The Hollywood Reel Independent Film Festival (HRIFF), launched in 2003 to help support and promote independent cinema in Los Angeles, returned in December to screen their most extensive program to date.
Among the many films in program, the Festival also featured “1960s & 1970s Films of Tinto Brass”, a retrospective of newly restored films of the controversial Italian director, who also joined some of the screenings together with German film-scholar Alexander Tuschinski.
Born and raised in Venice, Brass got a degree in Law. But -he admits- he was already too unconventional and too fascinated by cinema to become a lawyer. He moved to Paris, where he started his studies in cinema and where he also met the French director Jean Renoir, Brass point of reference in cinema.
“My career is divided into two parts” once said Brass. “Before La Chiave and after La Chiave”. The 1983 movie marks a turning point in his aesthetics, but not in his poetic. Eroticism was already a central theme even in his previous films; what changes is the “linguistic, aesthetic and expressive obsession,” as Brass himself defines it. “Female sexuality has been repressed and hidden for centuries and is now exploding. I just give it voice through the camera.”

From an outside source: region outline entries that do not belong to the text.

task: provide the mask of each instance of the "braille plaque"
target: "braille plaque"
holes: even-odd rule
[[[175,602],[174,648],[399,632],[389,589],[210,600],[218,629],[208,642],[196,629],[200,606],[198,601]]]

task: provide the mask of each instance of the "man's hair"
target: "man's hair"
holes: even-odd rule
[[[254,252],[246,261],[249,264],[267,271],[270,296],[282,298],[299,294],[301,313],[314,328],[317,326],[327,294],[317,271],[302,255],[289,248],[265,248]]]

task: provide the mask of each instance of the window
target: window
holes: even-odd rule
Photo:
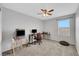
[[[59,28],[69,28],[70,27],[70,20],[69,19],[59,20],[58,27]]]

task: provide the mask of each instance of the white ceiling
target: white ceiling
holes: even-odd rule
[[[4,3],[3,6],[42,20],[73,14],[78,8],[77,3]],[[54,9],[53,15],[38,15],[41,8]]]

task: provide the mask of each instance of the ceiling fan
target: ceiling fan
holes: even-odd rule
[[[39,15],[42,14],[43,16],[51,16],[53,11],[54,9],[51,9],[51,10],[41,9],[42,13],[39,13]]]

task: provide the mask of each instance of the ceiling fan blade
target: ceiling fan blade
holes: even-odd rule
[[[41,9],[41,11],[44,11],[44,9]]]
[[[54,11],[54,9],[51,9],[51,10],[49,10],[48,12],[52,12],[52,11]]]
[[[51,13],[47,13],[48,15],[52,15]]]
[[[41,15],[42,13],[37,13],[38,15]]]

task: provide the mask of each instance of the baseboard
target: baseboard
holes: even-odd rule
[[[23,46],[23,47],[27,47],[28,44],[23,44],[22,46]],[[14,48],[14,49],[16,50],[17,47]],[[13,54],[13,49],[9,49],[9,50],[7,50],[7,51],[2,52],[2,56],[6,56],[6,55],[8,55],[8,54]]]
[[[54,42],[59,42],[57,40],[52,40],[52,39],[45,39],[45,40],[49,40],[49,41],[54,41]],[[70,44],[70,43],[69,43]],[[70,46],[76,46],[75,44],[70,44]]]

HRIFF retrospective, instead, focuses on the first Brass’ career, with premieres of his rarest films; among these, La Vacanza and Dropout, both starring Vanessa Redgrave & Franco Nero; they hadn’t been screened in the U.S. in 30 years. In the program also Nerosubianco, Tempo Libero and Tempo Lavorativo. Selected films are all extended, restored versions with unseen footage taken from the Tinto Brass archives, and screened alongside new documentaries about the films.
“Language is what counts; the sign is the real significant. Not the story, not all the rest.” Tinto Brass turned 80 next year; but despite his peculiar approach to cinema and his long success, his latest career has been characterized by a repetitive formula. Brass seems to have lost the ability to express eroticism and sensuality without getting lost into a saturation of images and signs.
His early films though deserve to be seen “as they were intended, and cherished by a new generation of movie-goers”.